Another priority is full implementation of the all-island deep brain stimulation service.

In terms of reducing waiting lists, Prof Hardiman said outreach services must be provided, in addition to the development of telemedicine programmes and the provision of phone-based follow-up consultations.

She added the role of group clinics should be examined and that more voluntary sector engagement should be sought.

Prof Hardiman also referred to developing an algorithmic management plan for common complaints and IT-based follow up of necessary investigations.

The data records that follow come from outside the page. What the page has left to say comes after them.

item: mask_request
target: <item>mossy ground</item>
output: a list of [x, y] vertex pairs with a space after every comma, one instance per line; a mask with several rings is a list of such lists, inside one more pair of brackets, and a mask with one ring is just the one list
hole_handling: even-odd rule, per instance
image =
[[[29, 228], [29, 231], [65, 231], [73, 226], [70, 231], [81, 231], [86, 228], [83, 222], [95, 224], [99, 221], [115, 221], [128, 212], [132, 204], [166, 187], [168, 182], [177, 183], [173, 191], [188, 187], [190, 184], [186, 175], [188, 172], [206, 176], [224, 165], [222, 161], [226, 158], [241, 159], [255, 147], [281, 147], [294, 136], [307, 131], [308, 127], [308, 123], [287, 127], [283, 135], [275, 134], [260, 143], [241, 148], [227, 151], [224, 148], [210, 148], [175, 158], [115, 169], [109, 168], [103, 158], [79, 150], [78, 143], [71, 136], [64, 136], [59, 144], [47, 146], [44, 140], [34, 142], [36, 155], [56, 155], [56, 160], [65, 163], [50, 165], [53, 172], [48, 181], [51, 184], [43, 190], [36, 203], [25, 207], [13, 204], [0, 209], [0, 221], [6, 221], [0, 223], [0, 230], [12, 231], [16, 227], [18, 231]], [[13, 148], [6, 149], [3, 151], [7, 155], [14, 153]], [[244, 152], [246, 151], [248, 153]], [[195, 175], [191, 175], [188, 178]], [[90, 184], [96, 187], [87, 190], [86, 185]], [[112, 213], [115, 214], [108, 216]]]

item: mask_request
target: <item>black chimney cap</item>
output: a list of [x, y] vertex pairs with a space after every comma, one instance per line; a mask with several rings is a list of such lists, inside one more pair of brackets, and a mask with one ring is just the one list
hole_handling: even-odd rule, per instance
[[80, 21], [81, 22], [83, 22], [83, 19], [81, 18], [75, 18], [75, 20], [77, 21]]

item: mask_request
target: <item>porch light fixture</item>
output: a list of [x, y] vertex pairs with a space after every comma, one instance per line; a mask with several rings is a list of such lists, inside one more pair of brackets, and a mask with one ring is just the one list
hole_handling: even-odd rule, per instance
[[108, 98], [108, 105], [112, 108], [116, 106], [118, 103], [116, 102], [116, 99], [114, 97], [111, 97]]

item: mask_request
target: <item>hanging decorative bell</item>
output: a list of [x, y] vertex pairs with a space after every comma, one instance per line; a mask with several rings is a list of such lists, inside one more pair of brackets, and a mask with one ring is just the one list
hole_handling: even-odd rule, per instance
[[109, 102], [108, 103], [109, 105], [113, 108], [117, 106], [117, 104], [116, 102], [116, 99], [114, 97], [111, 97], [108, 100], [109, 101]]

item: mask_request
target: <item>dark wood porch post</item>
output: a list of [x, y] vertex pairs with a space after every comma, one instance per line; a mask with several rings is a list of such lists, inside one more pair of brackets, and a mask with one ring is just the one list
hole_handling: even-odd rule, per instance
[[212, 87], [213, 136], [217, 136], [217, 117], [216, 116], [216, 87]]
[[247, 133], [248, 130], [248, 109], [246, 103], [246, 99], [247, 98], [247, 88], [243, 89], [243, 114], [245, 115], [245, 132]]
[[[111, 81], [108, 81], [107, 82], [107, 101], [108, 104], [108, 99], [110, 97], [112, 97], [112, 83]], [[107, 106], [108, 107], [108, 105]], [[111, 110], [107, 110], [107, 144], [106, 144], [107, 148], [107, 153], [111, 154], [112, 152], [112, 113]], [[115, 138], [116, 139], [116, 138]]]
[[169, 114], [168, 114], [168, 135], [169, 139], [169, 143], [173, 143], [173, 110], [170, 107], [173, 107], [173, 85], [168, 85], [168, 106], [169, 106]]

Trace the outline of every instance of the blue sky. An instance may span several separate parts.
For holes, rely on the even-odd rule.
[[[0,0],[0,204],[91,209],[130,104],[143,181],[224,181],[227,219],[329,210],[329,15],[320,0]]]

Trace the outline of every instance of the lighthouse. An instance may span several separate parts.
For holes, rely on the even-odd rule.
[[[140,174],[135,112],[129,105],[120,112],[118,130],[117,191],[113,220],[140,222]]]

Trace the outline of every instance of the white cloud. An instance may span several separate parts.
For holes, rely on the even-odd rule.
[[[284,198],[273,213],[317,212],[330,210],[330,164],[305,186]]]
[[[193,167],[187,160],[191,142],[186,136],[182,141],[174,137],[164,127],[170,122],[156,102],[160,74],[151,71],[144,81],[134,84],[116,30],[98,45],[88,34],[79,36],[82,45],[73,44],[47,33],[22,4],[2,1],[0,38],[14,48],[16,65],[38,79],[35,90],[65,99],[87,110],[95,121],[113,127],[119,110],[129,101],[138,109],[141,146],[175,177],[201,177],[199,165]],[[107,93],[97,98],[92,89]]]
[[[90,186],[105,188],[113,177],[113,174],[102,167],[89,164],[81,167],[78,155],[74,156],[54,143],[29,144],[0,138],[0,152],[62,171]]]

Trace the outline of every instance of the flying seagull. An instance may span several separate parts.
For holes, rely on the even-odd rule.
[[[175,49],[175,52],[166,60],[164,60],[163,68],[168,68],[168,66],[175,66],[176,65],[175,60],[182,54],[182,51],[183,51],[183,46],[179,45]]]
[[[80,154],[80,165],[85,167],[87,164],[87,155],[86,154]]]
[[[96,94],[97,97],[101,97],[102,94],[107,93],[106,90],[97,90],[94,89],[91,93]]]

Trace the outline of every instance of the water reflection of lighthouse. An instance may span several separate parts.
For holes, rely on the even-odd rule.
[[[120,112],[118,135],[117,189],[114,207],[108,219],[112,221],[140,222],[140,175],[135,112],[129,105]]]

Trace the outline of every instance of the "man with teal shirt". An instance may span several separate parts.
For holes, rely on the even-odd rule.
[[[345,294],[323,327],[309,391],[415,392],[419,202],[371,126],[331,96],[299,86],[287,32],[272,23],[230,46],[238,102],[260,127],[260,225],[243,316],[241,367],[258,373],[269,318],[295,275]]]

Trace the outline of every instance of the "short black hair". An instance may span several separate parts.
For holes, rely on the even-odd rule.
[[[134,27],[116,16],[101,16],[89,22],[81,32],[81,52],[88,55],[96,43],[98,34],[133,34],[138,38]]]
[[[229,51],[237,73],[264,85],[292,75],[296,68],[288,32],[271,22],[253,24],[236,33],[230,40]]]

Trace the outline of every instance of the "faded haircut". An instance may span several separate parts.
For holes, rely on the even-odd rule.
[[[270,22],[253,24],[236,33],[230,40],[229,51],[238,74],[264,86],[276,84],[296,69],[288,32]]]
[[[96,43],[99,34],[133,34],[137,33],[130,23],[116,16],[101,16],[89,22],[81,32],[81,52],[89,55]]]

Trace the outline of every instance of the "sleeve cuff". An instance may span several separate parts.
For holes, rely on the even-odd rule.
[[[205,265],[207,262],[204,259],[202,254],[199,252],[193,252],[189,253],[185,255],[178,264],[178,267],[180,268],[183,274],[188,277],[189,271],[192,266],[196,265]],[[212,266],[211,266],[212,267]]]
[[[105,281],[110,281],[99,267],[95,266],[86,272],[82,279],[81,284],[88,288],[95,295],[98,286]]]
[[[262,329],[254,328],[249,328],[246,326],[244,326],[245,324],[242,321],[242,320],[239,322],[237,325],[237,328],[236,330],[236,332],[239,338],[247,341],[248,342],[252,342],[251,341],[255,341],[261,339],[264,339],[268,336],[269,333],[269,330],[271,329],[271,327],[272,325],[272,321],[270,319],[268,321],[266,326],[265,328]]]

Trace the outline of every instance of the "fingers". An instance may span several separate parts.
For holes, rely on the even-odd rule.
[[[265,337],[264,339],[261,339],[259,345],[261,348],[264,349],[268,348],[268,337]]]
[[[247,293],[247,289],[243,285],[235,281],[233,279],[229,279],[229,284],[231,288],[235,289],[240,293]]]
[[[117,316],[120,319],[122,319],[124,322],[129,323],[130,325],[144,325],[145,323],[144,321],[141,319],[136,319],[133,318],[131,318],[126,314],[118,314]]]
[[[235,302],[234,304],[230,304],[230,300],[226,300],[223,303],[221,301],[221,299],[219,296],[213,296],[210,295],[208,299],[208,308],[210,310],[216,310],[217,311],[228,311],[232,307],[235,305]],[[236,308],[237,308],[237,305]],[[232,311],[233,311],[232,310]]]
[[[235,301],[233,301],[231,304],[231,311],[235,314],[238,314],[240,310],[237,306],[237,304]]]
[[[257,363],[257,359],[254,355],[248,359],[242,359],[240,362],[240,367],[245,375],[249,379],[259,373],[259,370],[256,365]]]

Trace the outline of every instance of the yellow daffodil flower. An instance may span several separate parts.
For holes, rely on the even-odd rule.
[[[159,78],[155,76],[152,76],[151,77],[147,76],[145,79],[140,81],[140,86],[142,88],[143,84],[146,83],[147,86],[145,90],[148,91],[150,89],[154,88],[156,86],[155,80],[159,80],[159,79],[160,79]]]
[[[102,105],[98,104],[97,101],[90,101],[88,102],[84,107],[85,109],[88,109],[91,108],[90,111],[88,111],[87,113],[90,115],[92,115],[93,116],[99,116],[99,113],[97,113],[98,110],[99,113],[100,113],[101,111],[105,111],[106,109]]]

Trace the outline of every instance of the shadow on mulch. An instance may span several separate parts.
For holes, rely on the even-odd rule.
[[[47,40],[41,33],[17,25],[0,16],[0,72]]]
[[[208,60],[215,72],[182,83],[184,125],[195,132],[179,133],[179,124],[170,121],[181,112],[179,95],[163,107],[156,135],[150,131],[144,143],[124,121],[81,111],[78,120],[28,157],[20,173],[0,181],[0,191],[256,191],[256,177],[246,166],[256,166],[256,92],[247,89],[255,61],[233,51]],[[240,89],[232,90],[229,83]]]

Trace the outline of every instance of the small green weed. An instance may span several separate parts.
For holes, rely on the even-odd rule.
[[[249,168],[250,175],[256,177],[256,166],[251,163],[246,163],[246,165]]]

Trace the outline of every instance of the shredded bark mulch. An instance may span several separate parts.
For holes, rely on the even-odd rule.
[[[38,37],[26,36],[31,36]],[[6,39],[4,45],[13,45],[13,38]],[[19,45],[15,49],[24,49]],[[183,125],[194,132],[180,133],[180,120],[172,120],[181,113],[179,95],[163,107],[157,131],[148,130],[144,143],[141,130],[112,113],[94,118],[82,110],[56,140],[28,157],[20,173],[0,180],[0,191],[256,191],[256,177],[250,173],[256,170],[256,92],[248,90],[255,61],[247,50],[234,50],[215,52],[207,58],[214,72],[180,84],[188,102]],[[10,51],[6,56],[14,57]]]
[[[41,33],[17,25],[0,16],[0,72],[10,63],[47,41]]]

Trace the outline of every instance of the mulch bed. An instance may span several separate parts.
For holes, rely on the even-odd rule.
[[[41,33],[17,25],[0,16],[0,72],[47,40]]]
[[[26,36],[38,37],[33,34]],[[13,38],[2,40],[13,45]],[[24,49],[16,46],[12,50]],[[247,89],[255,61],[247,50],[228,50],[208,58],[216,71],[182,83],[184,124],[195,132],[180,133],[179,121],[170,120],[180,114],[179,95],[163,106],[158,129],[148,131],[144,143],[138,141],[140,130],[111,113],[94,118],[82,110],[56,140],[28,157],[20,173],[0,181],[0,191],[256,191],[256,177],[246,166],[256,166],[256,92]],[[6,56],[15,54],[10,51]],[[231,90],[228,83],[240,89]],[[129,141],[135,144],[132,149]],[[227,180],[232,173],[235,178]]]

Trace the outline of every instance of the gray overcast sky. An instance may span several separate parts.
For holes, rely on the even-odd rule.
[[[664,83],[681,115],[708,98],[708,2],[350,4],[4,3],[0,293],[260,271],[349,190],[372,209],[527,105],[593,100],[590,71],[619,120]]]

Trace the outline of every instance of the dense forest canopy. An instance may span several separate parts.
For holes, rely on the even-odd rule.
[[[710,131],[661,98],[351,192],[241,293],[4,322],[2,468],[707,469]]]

Regarding MDTs, Prof Hardiman recommended there should be integrated care plans for common disorders, which would include an “exploration of the epilepsy model” for migraine and related disorders.

There needs to be appropriate MDT resourcing across all neurology centres to include specialist nursing, neuropsychology, physiotherapy, occupational therapy and other key posts, according to Prof Hardiman.

Her plan recommends the development of essential multiple sclerosis diagnosis and management services in all neurology centres, as well the recognition and development of regional and national specialist centres for rare conditions, such as muscular dystrophy in Cork, and sleep and narcolepsy in St James’s Hospital, Dublin.

The development and resourcing of neurology day units to facilitate ambulatory neurology was also outlined, as was the need to facilitate rapid access to essential patient diagnostics.

Prof Hardiman has accepted the letter of offer from the HSE but has yet to officially begin the role.

She is speaking today at the Annual Neurology Update Meeting, hosted in Dublin by the Irish Institute of Clinical Neuroscience (IICN). Full conference coverage will be published in an upcoming edition of MI.